“There's an old saying about those who forget history. I don't remember it, but it's good.” — Steven Colbert
In the second quarter of 2007, Pinebank published a special investor letter titled, “Is the party over in high yield?” That letter correctly called the end of the credit bull market and onset of a major credit downturn. With the average yield on the Credit Suisse High Yield index piercing all-time lows, we believe it is an appropriate time to address this question once again. Where are we in the credit cycle, what opportunities remain and is it time to get short?
After a violent bear market in 2008 and rapid recovery in 2009 and 2010, we have entered into a period of relative stability (from a fundamental credit risk perspective) that is characterized by heavy issuance of new debt.
This phase of a credit cycle — “easy money,” and the wave of refinancing that it facilitates — reduces overall credit market risk by extending maturities, replacing loans that possess maintenance covenants with bonds that do not, and replacing floating-rate debt with attractive fixed-rate debt.
As a credit cycle ages, this initial phase of de-risking and balance sheet improvement eventually transitions toward more opportunistic debt issuance as management priorities shift from balance sheet repair to growth; often facilitated by access to cheap borrowing. We believe the market has begun to transition from the risk-reduction phase of the cycle to a phase where “easy money” is beginning to increase — rather than decrease — risk.
Make no mistake, aggregate, corporate credit fundamentals are now very strong and a broad degradation of credit quality won't happen overnight. It takes time to replenish the pool of bad bonds and loans outstanding, but the process has clearly begun. The balance of power has shifted convincingly to the borrower from the lender and the wave of inflows to bond and loan funds is causing investors to be less than discriminating both in terms of the absolute yields they will accept as well as the amount of risk they will take to obtain yield.
Away from greater leverage and lower coupons, we are seeing a marked increase in higher risk financings for small-cap borrowers, issuers in industries undergoing secular decline and asset light businesses. While these riskier deals come with additional yield, we have found historically that there is often no amount of incremental coupon that compensates for the equitylike risk of these transactions. As is typical in periods of easy money and excess lender demand, new debt deals are being priced faster than the market can effectively evaluate them; credit risk is being priced based on where it clears the market at the moment, rather than on a careful assessment of longer term business risk.

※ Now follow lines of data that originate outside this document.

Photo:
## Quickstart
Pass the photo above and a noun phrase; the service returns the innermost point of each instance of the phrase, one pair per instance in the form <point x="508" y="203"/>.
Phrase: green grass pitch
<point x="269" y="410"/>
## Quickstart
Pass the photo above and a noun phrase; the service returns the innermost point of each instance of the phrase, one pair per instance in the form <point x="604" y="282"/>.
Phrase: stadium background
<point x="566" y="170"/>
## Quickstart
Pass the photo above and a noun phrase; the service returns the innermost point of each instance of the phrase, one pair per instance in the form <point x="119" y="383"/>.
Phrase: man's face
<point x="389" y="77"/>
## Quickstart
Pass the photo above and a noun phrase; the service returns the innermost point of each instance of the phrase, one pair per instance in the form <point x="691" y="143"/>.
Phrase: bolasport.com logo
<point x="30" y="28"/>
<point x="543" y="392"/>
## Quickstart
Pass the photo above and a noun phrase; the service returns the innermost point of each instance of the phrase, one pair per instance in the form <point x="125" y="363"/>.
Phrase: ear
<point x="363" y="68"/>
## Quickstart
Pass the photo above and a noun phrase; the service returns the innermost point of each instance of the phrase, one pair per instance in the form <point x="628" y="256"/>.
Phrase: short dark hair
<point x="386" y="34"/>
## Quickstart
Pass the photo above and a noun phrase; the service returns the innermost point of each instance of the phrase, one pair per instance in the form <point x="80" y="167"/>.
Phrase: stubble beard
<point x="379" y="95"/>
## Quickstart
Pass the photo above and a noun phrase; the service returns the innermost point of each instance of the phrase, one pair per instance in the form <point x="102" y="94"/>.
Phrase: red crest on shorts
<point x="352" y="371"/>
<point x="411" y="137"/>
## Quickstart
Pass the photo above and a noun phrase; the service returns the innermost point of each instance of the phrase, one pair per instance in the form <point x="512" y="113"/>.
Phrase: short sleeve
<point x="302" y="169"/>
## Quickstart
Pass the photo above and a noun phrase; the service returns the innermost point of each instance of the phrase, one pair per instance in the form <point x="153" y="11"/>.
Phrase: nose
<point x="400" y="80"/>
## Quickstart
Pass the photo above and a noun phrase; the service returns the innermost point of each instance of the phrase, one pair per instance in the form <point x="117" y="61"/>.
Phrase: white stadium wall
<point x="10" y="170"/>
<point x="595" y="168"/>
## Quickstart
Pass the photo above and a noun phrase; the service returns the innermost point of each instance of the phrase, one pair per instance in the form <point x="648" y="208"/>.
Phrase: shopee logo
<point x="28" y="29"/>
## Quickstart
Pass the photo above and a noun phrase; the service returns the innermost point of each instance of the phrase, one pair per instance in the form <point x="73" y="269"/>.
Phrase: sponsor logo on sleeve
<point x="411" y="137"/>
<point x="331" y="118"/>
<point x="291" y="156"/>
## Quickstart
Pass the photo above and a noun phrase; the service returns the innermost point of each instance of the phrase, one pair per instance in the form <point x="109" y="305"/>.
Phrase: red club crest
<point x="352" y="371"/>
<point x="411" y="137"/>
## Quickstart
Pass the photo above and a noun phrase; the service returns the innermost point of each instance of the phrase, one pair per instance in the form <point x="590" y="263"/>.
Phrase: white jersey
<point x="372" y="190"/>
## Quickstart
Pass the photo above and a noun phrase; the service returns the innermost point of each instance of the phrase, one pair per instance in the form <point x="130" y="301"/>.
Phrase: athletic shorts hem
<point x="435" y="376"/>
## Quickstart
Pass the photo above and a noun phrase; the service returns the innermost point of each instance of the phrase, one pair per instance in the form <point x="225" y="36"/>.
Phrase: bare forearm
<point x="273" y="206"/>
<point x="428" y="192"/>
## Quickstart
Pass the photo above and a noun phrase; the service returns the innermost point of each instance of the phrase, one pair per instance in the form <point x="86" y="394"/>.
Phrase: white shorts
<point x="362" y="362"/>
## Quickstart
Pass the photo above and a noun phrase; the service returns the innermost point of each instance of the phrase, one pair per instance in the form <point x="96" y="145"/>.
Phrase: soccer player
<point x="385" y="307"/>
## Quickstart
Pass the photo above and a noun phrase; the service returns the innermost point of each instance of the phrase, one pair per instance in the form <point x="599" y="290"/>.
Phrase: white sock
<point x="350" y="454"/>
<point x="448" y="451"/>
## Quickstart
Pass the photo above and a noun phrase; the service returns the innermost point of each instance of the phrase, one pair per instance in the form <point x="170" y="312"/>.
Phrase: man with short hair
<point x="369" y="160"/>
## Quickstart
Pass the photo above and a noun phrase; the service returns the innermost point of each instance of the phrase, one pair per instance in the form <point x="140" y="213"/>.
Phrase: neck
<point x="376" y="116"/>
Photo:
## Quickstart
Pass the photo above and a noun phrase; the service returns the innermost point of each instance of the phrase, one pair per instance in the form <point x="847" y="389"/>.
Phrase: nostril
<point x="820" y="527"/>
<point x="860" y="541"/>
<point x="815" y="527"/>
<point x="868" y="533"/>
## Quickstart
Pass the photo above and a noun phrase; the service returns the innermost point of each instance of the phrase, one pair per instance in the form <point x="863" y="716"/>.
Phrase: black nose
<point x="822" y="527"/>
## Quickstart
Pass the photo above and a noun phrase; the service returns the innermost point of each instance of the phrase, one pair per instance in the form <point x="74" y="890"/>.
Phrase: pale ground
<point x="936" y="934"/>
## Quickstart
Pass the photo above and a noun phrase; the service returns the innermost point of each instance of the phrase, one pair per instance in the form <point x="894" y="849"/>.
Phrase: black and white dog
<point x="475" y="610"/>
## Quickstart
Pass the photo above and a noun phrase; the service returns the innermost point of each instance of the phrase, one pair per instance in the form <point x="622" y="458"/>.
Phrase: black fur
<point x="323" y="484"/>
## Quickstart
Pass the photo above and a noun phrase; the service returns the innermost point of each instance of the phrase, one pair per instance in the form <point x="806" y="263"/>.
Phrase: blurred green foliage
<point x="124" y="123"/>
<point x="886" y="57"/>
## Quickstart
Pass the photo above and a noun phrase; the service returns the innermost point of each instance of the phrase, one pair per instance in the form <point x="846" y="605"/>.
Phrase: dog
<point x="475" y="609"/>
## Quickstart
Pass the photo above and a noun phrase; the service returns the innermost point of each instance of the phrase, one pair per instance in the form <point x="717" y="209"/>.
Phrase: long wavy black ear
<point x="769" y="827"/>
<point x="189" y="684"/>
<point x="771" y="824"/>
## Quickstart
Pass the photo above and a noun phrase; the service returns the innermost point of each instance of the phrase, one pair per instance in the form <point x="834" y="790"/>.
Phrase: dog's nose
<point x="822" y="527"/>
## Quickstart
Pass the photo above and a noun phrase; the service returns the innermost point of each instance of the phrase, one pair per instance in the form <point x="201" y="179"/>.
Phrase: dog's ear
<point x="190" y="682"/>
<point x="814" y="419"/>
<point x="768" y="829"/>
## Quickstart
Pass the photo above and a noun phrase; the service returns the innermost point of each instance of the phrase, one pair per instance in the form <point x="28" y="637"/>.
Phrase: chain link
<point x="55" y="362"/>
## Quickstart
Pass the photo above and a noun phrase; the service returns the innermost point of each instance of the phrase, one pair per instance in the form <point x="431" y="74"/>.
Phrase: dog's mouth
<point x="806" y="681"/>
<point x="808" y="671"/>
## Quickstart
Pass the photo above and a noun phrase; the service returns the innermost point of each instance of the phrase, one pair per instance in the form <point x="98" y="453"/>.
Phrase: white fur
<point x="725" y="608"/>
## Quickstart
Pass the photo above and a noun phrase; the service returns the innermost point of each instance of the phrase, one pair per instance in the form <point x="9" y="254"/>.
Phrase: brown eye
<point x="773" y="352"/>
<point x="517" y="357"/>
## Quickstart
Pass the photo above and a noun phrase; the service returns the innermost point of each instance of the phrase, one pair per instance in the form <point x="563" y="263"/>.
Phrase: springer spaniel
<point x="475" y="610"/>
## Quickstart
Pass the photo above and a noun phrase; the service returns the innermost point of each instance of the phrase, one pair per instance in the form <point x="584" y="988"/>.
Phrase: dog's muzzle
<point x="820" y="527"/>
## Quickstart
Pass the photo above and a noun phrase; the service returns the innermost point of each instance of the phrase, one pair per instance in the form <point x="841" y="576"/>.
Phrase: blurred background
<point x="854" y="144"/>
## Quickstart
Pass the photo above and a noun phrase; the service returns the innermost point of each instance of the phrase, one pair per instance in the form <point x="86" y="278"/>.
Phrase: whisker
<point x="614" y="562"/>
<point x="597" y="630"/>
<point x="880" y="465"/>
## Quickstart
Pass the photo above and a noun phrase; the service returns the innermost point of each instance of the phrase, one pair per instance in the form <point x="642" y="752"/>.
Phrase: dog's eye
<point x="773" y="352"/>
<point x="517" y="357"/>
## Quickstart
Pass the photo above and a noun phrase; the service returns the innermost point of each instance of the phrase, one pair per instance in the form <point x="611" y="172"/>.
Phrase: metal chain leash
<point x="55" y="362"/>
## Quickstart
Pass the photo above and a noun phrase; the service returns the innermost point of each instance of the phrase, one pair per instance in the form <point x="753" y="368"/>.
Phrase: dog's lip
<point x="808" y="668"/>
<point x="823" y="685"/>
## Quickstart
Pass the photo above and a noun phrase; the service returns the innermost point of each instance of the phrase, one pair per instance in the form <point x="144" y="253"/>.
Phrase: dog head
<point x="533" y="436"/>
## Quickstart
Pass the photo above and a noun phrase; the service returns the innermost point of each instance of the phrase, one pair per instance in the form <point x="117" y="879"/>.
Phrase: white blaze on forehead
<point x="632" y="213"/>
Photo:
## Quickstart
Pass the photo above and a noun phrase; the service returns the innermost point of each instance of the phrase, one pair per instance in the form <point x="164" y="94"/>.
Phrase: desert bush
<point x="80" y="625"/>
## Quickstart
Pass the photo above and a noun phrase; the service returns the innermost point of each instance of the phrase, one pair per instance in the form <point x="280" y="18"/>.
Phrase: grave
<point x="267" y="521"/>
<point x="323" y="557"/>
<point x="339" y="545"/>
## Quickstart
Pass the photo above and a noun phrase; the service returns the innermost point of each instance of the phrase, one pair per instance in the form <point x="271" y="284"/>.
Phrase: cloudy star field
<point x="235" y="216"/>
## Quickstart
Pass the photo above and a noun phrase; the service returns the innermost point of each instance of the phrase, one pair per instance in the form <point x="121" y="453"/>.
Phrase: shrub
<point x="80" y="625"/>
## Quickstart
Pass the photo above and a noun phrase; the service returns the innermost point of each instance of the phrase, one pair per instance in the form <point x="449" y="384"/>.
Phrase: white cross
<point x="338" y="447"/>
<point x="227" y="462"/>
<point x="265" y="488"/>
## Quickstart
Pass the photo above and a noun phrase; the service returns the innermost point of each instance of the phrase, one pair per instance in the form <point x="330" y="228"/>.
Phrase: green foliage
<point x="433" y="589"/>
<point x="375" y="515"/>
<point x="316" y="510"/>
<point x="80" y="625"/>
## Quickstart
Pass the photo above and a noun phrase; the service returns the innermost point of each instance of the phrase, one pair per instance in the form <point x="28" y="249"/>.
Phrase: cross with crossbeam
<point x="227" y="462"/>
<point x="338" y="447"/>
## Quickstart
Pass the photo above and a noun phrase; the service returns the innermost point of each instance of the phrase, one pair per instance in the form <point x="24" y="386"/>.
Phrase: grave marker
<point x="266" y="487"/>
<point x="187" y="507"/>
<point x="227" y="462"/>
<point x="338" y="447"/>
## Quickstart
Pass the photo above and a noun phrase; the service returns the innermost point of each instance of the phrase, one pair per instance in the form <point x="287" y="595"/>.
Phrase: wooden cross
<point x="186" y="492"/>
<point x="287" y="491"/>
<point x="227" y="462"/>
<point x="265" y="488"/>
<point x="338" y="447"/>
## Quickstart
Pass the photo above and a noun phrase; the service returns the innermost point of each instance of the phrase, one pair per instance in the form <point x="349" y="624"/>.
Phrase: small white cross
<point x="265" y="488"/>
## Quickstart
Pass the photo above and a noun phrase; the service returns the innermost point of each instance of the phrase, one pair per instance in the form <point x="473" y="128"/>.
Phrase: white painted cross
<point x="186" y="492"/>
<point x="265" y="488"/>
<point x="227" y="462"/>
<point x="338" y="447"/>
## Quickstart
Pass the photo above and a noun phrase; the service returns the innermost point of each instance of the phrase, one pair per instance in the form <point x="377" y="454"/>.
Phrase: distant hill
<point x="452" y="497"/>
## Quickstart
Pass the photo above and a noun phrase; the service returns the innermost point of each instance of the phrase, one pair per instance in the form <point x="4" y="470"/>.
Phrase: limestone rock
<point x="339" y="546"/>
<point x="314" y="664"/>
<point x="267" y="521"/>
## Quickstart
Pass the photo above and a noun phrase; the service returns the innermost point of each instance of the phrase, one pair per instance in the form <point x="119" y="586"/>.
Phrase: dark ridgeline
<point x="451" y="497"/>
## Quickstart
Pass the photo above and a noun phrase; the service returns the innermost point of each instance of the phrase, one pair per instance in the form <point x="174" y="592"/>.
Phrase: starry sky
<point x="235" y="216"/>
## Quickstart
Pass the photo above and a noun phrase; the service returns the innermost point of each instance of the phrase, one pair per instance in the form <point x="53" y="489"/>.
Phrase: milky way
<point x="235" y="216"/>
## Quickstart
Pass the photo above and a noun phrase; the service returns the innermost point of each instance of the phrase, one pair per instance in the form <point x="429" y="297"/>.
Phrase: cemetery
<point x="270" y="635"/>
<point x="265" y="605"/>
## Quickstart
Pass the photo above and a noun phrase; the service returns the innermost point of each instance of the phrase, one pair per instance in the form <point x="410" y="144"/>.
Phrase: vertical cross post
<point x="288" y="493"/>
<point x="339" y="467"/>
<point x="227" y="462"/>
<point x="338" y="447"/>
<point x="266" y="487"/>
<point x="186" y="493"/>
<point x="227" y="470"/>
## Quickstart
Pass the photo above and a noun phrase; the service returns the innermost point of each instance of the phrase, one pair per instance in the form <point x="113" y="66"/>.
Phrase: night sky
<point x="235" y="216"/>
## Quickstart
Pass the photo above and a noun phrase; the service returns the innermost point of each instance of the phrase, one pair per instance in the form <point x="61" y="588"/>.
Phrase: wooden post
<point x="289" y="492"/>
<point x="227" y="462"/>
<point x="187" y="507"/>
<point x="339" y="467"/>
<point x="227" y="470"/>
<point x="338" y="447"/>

How should an investor react to current market conditions?
While credit fundamentals are strong and high yield looks “relatively” attractive compared with other asset classes in a low yield world, the growing asymmetry of bond prices and shrinking pool of distressed opportunities cannot be ignored. In particular, if one has gained exposure to the credit recovery via long-only or long-biased vehicles, it is time to reassess; not merely because yields are lower and spreads have tightened materially but also because the nature and level of risk in the credit market is evolving.
The lower risk pool of debt issued in the prior credit origination cycle is now being replaced with bonds and loans that possess (in many cases), more leverage, weaker covenants, longer duration, lower coupons and in some cases, riskier business prospects. As credit bull markets age, risk in the market tends to increase even as compensation decreases, leading ultimately to short opportunities and the next downturn. As a result, this is an appropriate time to consider shifting allocations from long-biased managers toward those that employ flexible, long/short credit strategies that seek to produce positive, uncorrelated returns through all phases of credit cycles.
At present, we are in a positive phase of the economic and credit cycle and the recent drop in yields and narrowing of spreads reflects this. Ultimately however, “easy” money ceases to be a credit positive and risk increases as borrowers employ greater leverage and investors become less discriminating in their relentless pursuit of returns. We write this column not to sound an immediate alarm but to clearly highlight the transition that is occurring in the composition and risk level of corporate credit.
So, is the party over in high yield? Not quite yet, but it's well past cocktail hour, the Grey Goose is gone and the underwriters are wheeling in kegs of room-temperature Natural Light. A few of us with more discriminating tastes are stepping back but the mutual fund crowd can't seem to get enough and are jostling for position at the tap. There is still some life in this party but as they say, “nothing good happens after midnight.”